Le président égyptien a décidé de construire une nouvelle capitale, à 50 kilomètres du Caire. Une décision qui n’est pas une première en Afrique, où certains pays ont plusieurs fois changé de capitales.
Le projet aura coûté plus de 60 milliards de dollars. Le président égyptien Abdel Fattah al-Sissi a décidé que l’Égypte allait se doter d’une nouvelle capitale. Sur le modèle de Dubaï, le maréchal rêve d’une ville impressionnante, qui sera située dans le désert, à quelques dizaines de kilomètres du Caire seulement. Alors que l’Égypte a du mal à jugule sa dette et que le pays connaît une inflation sans précédent, le choix de Sissi questionne autant qu’il inquiète. Surtout lorsque l’on sait qu’un Égyptien sur trois vit en-dessous du seuil de pauvreté et lorsqu’on connaît les moyens alloués à ce projet.
La nouvelle capitale égyptienne, un cache-misère ?
Mais su le papier, l’on comprend la décision du chef de l’État égyptien. Car Le Caire étouffe, avec ses 23 millions d’habitants, sa crise du logement et ses embouteillages quotidiens.
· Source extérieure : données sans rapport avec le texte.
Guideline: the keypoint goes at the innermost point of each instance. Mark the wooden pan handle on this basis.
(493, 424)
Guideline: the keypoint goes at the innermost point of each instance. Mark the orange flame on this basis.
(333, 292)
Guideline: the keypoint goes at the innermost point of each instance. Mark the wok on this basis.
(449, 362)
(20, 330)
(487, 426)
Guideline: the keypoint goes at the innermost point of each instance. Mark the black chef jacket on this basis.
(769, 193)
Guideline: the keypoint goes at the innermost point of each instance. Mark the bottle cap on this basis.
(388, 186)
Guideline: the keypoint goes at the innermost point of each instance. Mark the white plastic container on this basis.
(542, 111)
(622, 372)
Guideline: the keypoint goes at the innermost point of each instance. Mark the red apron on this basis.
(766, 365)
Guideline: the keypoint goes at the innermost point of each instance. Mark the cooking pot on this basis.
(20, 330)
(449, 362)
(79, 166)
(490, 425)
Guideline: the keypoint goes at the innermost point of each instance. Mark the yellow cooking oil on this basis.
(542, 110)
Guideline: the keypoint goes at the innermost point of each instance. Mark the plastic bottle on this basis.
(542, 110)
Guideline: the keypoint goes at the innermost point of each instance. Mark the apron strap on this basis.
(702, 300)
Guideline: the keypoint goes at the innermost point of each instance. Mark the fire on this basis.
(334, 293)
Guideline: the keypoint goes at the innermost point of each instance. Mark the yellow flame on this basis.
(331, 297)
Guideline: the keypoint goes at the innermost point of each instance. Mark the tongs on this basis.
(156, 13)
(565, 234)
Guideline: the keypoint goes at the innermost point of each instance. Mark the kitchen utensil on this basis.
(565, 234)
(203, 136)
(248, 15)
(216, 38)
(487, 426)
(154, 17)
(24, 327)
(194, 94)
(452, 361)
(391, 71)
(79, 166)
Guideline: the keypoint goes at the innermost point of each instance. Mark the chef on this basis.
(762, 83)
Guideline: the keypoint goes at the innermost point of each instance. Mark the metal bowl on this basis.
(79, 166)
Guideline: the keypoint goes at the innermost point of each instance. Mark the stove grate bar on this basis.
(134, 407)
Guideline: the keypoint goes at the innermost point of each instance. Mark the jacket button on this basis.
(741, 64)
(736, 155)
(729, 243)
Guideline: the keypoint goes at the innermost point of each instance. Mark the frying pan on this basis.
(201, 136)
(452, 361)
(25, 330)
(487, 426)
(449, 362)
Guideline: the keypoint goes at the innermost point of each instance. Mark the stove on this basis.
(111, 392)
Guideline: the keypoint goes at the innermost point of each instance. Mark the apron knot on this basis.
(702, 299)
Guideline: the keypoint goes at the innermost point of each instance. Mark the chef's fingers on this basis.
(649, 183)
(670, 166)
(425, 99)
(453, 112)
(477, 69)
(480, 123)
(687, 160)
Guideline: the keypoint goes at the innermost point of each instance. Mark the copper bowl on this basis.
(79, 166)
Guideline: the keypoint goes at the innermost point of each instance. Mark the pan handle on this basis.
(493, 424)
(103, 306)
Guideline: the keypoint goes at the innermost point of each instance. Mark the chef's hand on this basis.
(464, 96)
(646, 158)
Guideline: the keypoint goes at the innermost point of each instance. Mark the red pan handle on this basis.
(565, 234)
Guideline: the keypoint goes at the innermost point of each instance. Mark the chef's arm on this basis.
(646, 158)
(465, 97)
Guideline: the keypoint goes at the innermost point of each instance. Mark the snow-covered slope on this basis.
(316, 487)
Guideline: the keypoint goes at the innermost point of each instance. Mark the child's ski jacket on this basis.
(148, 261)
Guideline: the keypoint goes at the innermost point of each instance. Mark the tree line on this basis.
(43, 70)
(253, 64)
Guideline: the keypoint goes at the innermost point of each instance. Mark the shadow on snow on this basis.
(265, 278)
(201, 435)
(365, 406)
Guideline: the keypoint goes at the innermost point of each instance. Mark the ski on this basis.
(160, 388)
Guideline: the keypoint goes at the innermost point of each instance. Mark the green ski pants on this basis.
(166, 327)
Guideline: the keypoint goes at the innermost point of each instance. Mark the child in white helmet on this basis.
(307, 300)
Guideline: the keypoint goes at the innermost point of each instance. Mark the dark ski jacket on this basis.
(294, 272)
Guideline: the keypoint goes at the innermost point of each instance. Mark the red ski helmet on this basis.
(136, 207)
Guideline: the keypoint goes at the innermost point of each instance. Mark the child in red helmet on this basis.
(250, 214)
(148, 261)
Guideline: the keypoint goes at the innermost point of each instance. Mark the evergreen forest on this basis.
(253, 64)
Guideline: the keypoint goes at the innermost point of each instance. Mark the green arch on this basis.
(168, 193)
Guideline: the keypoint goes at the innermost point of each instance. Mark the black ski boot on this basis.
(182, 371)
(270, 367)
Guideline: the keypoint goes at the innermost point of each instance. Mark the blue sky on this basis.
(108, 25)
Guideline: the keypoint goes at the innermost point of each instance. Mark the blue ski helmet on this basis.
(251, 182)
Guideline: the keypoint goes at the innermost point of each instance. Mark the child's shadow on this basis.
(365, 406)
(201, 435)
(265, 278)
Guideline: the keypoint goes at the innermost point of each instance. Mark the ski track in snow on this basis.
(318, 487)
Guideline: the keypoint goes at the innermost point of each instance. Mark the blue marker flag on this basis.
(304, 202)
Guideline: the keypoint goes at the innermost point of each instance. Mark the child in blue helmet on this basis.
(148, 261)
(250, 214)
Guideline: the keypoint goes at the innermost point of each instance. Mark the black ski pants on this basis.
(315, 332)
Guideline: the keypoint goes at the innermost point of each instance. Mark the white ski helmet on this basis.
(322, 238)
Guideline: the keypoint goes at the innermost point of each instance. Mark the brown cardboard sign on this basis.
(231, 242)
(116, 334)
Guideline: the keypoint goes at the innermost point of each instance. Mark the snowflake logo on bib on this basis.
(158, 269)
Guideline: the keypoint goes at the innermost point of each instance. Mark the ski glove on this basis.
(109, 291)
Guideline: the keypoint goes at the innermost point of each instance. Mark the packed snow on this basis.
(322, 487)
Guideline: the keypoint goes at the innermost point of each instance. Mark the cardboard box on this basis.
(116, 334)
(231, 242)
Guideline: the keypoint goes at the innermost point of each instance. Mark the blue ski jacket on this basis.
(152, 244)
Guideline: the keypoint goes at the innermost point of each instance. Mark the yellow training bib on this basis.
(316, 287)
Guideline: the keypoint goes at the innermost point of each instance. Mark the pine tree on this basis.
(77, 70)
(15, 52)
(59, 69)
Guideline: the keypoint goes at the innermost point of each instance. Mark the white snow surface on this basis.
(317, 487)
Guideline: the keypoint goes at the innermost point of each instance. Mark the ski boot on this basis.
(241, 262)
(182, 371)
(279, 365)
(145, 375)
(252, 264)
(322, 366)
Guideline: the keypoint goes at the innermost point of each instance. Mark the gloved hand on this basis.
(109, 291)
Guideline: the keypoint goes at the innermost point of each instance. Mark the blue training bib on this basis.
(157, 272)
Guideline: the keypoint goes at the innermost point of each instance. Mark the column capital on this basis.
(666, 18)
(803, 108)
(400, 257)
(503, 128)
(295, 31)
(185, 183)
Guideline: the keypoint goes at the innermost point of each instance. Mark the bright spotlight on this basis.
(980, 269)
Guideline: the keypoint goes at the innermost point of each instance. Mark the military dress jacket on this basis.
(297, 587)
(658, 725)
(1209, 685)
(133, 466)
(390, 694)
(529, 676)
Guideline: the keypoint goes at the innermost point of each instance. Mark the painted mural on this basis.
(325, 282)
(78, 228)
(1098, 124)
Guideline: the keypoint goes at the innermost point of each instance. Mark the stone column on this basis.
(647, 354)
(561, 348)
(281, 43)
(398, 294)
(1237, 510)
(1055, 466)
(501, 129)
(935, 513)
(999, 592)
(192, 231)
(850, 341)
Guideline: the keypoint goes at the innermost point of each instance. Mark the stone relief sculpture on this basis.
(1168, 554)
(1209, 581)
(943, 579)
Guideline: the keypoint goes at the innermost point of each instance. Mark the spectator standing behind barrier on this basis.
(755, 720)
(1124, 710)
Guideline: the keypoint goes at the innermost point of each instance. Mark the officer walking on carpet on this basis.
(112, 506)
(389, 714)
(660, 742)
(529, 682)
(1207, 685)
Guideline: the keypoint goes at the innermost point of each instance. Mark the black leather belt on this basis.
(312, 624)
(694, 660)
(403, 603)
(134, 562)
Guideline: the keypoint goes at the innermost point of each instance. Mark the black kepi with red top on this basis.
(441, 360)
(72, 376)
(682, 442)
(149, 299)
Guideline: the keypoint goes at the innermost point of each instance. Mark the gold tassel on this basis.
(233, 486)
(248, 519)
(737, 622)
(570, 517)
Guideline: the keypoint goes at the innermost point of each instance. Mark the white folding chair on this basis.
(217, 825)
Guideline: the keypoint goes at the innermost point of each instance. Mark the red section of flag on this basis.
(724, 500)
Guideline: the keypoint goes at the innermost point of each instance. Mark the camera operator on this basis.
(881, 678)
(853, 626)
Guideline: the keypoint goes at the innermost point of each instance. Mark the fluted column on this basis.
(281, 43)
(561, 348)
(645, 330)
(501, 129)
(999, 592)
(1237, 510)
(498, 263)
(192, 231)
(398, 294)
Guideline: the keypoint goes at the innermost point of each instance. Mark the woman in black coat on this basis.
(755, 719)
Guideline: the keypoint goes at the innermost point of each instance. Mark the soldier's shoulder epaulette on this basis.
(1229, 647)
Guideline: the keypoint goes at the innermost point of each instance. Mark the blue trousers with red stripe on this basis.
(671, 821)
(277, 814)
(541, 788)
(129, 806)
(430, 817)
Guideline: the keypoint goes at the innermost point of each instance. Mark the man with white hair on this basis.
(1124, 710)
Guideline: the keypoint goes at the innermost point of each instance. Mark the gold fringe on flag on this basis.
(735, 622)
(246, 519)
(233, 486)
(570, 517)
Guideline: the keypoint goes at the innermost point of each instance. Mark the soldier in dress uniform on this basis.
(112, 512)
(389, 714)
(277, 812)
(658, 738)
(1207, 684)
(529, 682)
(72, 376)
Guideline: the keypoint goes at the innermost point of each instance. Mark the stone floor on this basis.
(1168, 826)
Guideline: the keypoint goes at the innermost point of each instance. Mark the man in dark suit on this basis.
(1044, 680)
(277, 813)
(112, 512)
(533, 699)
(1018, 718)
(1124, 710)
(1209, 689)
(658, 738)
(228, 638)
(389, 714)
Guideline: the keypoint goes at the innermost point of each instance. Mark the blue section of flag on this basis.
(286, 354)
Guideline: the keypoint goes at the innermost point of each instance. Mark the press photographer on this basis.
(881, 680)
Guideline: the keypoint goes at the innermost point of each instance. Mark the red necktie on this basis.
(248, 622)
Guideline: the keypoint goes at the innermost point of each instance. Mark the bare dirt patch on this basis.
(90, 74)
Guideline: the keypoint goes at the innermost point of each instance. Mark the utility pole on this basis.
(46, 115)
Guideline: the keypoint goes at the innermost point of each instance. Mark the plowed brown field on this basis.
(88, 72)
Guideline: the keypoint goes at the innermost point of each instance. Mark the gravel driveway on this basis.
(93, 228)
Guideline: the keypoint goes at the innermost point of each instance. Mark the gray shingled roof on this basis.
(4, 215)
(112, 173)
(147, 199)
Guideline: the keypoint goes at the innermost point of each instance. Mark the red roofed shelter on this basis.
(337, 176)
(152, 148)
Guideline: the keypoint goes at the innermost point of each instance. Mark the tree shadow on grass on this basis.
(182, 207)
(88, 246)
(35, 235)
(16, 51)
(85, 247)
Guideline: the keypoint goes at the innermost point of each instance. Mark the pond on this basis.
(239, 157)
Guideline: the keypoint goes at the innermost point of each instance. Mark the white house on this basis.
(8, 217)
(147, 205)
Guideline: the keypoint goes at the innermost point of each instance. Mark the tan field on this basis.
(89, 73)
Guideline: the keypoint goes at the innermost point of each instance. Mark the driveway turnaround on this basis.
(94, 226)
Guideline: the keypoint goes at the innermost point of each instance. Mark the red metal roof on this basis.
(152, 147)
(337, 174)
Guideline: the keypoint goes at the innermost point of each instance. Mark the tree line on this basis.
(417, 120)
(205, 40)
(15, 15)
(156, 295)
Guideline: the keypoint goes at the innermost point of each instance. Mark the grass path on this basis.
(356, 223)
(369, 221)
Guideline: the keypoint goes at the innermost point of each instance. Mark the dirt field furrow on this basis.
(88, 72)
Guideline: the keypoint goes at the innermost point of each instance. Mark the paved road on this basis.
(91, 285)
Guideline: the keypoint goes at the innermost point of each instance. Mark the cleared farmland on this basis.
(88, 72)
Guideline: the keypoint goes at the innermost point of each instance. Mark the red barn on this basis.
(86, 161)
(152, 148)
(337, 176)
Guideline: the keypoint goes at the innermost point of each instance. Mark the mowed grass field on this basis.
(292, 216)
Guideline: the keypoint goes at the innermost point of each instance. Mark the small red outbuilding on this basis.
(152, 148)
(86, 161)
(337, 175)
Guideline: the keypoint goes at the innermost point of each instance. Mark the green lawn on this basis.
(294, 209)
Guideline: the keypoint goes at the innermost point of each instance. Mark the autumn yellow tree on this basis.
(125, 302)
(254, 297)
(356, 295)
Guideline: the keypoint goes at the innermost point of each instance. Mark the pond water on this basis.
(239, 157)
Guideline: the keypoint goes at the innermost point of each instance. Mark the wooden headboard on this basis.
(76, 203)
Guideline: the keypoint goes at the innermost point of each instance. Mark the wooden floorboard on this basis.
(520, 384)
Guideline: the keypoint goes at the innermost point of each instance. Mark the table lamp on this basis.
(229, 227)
Il s’agit aussi de détourner l’attention des investisseurs étrangers : si l’Égypte attire les fonds ou les investisseurs, Sissi préfèrerait que les étranges aient une image paradisiaque de son pays. En voulant se baser sur Dubaï, on imagine déjà ce que sera al-Masa : un endroit hyper sécurisé, réservé aux riches et qui ne reflètera en rien l’état réel du pays. Voire un cache-misère pour Sissi, qui s’attache aux apparences.
L’Égypte n’est pas le premier pays à penser à créer de toutes pièces une nouvelle capitale. Mais pour l’Indonésie, par exemple, qui a décidé de transférer sa capitale à plus de 1 500 kilomètres de Jakarta, la raison est autre. Nusantara sera la nouvelle cité importante du pays dès 2024, sur l’île de Bornéo. « Le transfert de la capitale permettra une meilleure distribution et plus d’équité », a annoncé le président qui craint les pics de pollutions et les catastrophes climatiques à Jakarta — 95% du nord de la ville pourrait être sous l’eau d’ici 2050. L’Indonésie veut donc se doter d’une « capitale verte », même si Jakarta restera la capitale économique du pays, au moins pendant les premières décennies.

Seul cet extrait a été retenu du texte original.